リズとステラ、そしてレーヴェが、集まる子どもたちに手際よく対応してくれている。
泣いていた男の子は、涙をぬぐいながらパンをじっと見つめ、そっと口に運んだ。
さっきまで喧嘩していた二人の少年は、ぎこちなく目を合わせつつ、どこか気まずそうだ。
すると──
ふいにネロくんがふたりの首に腕を回し、勢いよく飛びついた。
「やったな! 午後もがんばればお土産もらえるってさ!?
父ちゃんとルトにもパン食わせてやりたいから、俺、がんばろっと!」
そう言って、高々と拳を突き上げる。
「俺だって負けねぇぞ! 午後は俺が一番アルカ草を見つけてやる!」
赤髪の少年が元気よく叫び、隣の緑髪の男の子に視線を向けた。
「ぼ、ぼくだって頑張るよ! 母さんたちにパンを持って帰るんだ!」
「……おう。じゃあ三人で、誰が一番見つけられるか競争だな」
「……うん!」
──よかった。ちゃんと仲直りできたみたい。
笑い合う少年たちを見て、ネロくんも嬉しそうに笑っていた。
「よし。午後も頑張るために、スープもパンもおかわりするぞー!」
そう言って、ネロくんは配膳しているリズたちのほうへ駆け出していった。
「あっ! ずるいぞネロ! 俺だってもっと食うからな!」
「僕もスープおかわりしたいっ!」
二人もネロくんを追いかけるように走り出す。
そして、追いついたところでネロくんは立ち止まり、私と目が合うと、にかっと笑い──またすぐに、ふたりの背を追って走っていった。
「ネロくん……いい男だわー」
ぽつりとつぶやくと、隣にいたダンさんが腕を組み、なぜか誇らしげに胸を張った。
「そりゃあ、自慢の息子だからな! ……俺の親友の、だけどな」
「ふふ、じゃあその素敵なところ、親友さんにもちゃんと伝えなきゃいけないわね」
そう言ってふたりで笑い合い、おかわりが殺到している様子を見て、私も手伝いに向かった。
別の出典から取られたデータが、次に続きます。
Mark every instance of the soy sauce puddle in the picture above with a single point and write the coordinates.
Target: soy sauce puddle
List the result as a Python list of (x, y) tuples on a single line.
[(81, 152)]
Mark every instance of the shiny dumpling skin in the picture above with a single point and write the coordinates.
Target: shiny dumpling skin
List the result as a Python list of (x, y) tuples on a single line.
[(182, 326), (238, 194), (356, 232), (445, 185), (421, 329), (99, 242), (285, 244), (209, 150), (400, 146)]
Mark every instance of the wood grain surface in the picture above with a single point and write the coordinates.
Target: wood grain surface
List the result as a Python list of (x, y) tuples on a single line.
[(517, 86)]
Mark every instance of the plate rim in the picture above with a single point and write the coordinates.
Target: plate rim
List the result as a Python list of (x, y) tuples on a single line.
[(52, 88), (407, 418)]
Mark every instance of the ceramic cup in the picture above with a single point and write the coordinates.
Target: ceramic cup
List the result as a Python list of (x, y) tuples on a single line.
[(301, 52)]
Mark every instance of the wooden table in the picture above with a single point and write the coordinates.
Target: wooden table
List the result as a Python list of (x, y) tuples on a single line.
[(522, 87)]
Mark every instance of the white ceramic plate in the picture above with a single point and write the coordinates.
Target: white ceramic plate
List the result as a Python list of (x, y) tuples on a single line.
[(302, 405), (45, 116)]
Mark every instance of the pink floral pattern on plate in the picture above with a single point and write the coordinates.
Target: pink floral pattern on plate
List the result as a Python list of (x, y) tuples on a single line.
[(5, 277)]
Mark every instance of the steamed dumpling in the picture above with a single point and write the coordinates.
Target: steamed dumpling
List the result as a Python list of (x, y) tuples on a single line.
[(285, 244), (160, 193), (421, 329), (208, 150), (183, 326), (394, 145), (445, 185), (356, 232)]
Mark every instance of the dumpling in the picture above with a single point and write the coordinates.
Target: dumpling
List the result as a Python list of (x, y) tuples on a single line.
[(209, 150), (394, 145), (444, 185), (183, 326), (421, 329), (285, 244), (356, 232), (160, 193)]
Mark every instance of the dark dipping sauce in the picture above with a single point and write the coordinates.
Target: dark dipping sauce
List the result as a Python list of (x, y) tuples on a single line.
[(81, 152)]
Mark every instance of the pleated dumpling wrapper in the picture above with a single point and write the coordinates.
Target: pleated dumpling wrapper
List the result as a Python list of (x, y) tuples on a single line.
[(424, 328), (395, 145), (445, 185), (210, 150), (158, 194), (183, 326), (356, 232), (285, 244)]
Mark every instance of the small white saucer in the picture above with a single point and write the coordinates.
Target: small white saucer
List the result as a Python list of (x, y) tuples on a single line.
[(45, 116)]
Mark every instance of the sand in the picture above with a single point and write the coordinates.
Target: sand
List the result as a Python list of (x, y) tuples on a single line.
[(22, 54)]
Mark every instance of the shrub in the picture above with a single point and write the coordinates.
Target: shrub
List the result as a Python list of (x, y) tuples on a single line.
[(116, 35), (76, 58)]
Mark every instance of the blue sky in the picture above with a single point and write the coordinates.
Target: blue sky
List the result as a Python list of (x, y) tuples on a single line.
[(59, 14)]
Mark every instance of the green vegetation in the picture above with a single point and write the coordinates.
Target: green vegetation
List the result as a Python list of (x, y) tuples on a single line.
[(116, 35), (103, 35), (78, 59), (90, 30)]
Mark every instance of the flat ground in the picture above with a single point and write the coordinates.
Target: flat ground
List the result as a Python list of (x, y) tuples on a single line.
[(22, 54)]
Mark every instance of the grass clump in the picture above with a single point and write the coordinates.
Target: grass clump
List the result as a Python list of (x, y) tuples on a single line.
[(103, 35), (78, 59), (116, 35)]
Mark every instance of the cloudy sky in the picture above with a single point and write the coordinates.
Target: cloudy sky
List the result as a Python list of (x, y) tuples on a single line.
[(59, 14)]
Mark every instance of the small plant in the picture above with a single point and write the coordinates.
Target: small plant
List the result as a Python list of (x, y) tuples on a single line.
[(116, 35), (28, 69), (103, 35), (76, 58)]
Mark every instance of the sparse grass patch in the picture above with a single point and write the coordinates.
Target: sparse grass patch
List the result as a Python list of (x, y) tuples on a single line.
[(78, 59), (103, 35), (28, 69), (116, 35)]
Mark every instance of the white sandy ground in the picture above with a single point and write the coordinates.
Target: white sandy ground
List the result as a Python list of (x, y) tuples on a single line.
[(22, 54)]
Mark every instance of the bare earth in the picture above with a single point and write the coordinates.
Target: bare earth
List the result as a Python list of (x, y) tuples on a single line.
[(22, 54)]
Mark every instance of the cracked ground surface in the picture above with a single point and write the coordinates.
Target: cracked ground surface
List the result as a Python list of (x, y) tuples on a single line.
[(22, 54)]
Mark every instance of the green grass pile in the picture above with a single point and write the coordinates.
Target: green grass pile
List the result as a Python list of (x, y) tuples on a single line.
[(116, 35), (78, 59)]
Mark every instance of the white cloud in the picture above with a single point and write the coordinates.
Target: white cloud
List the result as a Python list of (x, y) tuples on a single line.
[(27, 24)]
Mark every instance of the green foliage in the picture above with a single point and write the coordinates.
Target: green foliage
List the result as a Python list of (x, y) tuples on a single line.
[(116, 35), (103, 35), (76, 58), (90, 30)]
「ほら、お前ら! 全員おかわりできるから、ちゃんと並べー!」
そんなダンさんの声が湖に響く。
その声に応えるように、優しい風が吹き抜け、蝶がひらりと舞った──。
おかわりを済ませた子どもたちは、それぞれの持ち場へと向かっていった。
私はというと──湖のほとりに残り、パンを袋に詰めていた。
「ごめんね。私が勢いで『パンをお土産あげる』なんて言っちゃったから……」
急に仕事を増やしてしまったことを謝ると、ステラがくすっと笑って言った。
「ティアナ様らしいです」
……ちょっと待って、それ、どういう意味?
誉められて……ないよね??
今、一緒にパンの袋詰めをしてくれてるのはリズとステラ。
袋詰め作業はレーヴェよりステラの方が向いてるだろうと役割を交代したのだ。
この場所は安全そうだし、リズと近くにはダンさんもいるしね。
そんな中、ステラがふと顔を上げて言った。
「──それにしても、ここは不思議な場所ですね。初めて来たはずなのに、なぜか懐かしい感じがします」
その言葉に、私は思わず驚く。
「……え、ステラも?」
そう言った瞬間、ひゅう、と風が吹いた。
春の風にしては少し冷たいけれど、どこか優しさを含んでいた。
風に舞う、小さな花びらのようなものが、私たちの間をふわりと通り抜けていく。
それが本当に花びらなのか、何か別の“気配”なのか──私は無意識に湖の方を振り返った。
そして、そのときだった。
「……あれ? うさぎ……?」
いつの間にか、湖畔に一匹のうさぎが現れていた。
けれど、その灰色の小さな体には、どこか普通のうさぎとは違う気配がある。
「あら、あれは──ジャッカロープみたいですね」
「……ジャッカロープ?」
「魔獣ですが、小型です。少し角が危険なのですが……あの子のは折れてしまっているようですね。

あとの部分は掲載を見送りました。